Google Groups no longer supports new Usenet posts or subscriptions. Historical content remains viewable.
Dismiss

load data infile somewhat flaky

2 views
Skip to first unread message

DFS

unread,
Aug 17, 2021, 1:11:18 PM8/17/21
to
Finally got a big file (3 columns x 612K rows) of messy data loaded.

load data infile 'file.csv'
into table
fields terminated by ','
enclosed by '"';

I noticed it tells you an error occurred at a certain line, but the
offending data (a text field ending in \ or "\") 5 lines later was the
real issue.

On one run 5 lines didn't post, and it turns out they were the next 5
lines after a field ending in "\". Those 5 lines got concatenated with
the offending line, so I had one large clump of data in one row.

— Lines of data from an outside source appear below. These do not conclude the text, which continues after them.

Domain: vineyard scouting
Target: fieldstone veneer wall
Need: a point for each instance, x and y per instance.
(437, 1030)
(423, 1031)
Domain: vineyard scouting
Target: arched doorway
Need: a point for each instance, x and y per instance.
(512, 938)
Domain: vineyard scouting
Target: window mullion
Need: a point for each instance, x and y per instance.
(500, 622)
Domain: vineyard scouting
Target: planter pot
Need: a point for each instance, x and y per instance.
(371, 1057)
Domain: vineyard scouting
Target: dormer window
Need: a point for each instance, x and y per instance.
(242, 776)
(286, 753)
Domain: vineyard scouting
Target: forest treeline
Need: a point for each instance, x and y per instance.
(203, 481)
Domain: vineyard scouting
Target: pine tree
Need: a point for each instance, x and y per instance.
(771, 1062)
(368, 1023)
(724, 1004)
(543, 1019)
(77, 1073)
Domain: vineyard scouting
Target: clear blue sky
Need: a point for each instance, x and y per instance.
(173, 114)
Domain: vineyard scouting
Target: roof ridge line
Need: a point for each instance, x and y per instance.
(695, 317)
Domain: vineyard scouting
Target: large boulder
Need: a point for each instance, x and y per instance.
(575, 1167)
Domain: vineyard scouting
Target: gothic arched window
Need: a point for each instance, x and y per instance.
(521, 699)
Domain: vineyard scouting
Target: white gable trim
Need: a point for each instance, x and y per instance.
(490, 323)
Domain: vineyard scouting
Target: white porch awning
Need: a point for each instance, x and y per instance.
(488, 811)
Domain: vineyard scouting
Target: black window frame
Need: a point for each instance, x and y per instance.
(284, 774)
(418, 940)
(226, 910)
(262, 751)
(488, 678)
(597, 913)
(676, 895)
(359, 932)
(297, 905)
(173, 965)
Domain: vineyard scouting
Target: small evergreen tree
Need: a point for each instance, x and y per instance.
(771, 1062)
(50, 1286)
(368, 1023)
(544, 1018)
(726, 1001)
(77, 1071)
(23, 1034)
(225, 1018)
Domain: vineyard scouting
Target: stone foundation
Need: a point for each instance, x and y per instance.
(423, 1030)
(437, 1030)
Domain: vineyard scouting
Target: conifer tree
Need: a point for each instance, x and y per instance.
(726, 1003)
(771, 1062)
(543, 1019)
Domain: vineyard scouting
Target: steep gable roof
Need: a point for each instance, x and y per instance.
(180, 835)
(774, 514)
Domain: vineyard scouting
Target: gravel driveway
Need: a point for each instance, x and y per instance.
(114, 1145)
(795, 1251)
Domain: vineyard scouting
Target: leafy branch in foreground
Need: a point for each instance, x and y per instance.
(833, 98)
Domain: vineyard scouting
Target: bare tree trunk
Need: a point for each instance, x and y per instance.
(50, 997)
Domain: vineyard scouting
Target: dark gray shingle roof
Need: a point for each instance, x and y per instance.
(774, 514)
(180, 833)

Moral: watch for fields ending in \ or "\".

Johann Klammer

unread,
Aug 18, 2021, 4:10:41 AM8/18/21
to
I seem to recall it also has problems with whitespace around the commata.


DFS

unread,
Aug 18, 2021, 9:43:23 AM8/18/21
to
Yes, I saw that too.

It was a fiasco. Wasted a fair amt of my time. A couple times it would
spend 10 minutes reading a file (Stage 1 of 1...) then tell me it bombed
on row 1 (which was valid data).
Near the end of my db cloning process (15 tables, 30M rows total, SQLite
to MariaDB) I wrote a little python program to copy the data.

The python code did - no joking - nearly 2700+ inserts/second into
MariaDB. I copied 1.5M rows (~4GB) in under 10 minutes.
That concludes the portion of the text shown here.